Kwame chose to separate the batch catalog from the production online catalog by using different high-level qualifiers (CNB.PROD. vs. CNB.BATCH.). An alternative would be to keep all production datasets under CNB.PROD.* but use different user catalogs with multi-level aliases (CNB.PROD.BATCH → UCAT.BATCH, CNB.PROD.ONLINE → UCAT.ONLINE). What are the trade-offs of each approach?
CNB's data class DCKSDS specifies CI=4096 and FREESPACE(10 15). But their high-volume KSDS data class DCKSDSHI uses the same CI size with FREESPACE(10 20). Why the different CA free space? What access pattern differences justify this?
The management class MCREGULATORY specifies "Never migrate to ML2." This means 7 years of regulatory data stays on primary DASD. At CNB's scale, this is expensive. What alternative approaches could reduce cost while still meeting the regulatory requirement for rapid auditor access?

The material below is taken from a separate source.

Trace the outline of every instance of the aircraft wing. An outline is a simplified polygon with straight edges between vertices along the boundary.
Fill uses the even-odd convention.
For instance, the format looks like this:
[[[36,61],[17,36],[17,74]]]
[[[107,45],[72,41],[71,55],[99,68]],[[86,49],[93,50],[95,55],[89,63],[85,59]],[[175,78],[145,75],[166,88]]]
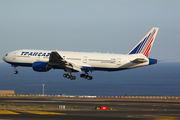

Kwame enforces naming conventions through RACF rejection. This is an operational overhead — every new dataset type requires a RACF rule update. What's the alternative, and why did Kwame choose enforcement over education?
The 33% batch window improvement came from three roughly equal sources. If Kwame had time to implement only one of the three (block sizes, catalog separation, or VSAM tuning), which would you prioritize and why?